Following the American Civil War Sesquicentennial with day by day writings of the time, currently 1863.

May 4.—General McClellan at one o’clock this afternoon, sent the following to the War Department:

Our cavalry and horse artillery came up with the enemy’s rear-guard in their intrenchments about two miles this side of Williamsburgh. A brisk fight ensued. Just as my aid left, General Smith’s division of infantry arrived on the ground, and I presume he carried his works, though I have not yet heard.

The enemy’s rear is strong, but I have force enough up there to answer all purposes.

We have thus far seventy-one heavy guns, large amounts of tents, ammunition, etc.
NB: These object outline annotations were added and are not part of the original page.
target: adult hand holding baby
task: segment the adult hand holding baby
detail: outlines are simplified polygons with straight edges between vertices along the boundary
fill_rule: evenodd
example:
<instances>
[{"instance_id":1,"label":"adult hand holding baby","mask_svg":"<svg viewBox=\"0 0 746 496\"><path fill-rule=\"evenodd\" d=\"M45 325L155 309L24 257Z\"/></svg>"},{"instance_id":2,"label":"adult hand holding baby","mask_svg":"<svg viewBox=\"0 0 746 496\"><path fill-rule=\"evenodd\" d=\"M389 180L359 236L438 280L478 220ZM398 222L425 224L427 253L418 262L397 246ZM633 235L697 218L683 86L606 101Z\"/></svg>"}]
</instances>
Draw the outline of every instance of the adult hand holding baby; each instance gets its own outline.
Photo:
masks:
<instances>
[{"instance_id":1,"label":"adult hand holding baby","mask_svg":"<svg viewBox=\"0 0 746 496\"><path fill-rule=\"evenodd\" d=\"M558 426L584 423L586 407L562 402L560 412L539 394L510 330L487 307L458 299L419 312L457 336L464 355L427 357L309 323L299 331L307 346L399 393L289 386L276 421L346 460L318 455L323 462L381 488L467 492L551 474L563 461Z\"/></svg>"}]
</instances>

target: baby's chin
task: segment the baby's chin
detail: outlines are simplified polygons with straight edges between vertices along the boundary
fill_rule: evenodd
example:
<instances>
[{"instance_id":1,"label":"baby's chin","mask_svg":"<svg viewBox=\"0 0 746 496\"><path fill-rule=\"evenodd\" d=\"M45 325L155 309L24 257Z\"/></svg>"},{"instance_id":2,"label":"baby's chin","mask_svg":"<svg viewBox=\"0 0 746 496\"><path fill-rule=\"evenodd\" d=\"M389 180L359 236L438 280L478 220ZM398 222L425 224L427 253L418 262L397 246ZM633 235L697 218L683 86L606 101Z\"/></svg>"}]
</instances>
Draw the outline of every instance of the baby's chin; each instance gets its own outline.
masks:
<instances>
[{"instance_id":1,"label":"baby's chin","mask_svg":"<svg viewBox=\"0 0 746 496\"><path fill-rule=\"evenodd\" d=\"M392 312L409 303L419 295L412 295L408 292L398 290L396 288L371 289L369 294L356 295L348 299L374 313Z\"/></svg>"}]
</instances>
All along the lines their works prove to have been most formidable, and I am now fully satisfied of the correctness of the course I have pursued.

The success is brilliant, and you may rest assured its effects will be of the greatest importance. There shall be no delay in following up the enemy. The rebels have been guilty of the most murderous and barbarous conduct in placing torpedoes within the abandoned works, near Mill Springs, near the flag-staffs, magazines, telegraph-offices, in carpet-bags, barrels of flour, etc. Fortunately we have not lost many men in this manner. Some four or five have been killed and a dozen wounded. I shall make the prisoners remove them at their own peril.

—The English steamer Circassian was captured by the United States gunboat Somerset, with a cargo of munitions of war, valued at half a million dollars.—N. Y. Herald, May 23.

— Rumors of foreign intervention in American affairs still continue. The Paris correspondent of the London Daily News states that the French and English ministers at Washington have received identical instructions to attempt a moral intervention, exclusive of any idea of force. The Paris correspondent of the Independence Belge also reiterates his former statements in reference to intervention. At a meeting at Ashton under Lyne resolutions were adopted calling on the government to recognize the Confederate States. A letter from Mr. Russell to the London Times charges upon Secretary Stanton the trouble to which he was subjected; he also says that General McClellan has expressed himself strongly in reference to the Secretary’s conduct to him and to Mr. Russell also.

— A Pontoon-bridge was thrown across the Rappahannock River at Fredericksburgh, and General McDowell and staff, with an escort of cavalry, passed over by it and entered Fredericksburgh.—N. Y. Times, May 10.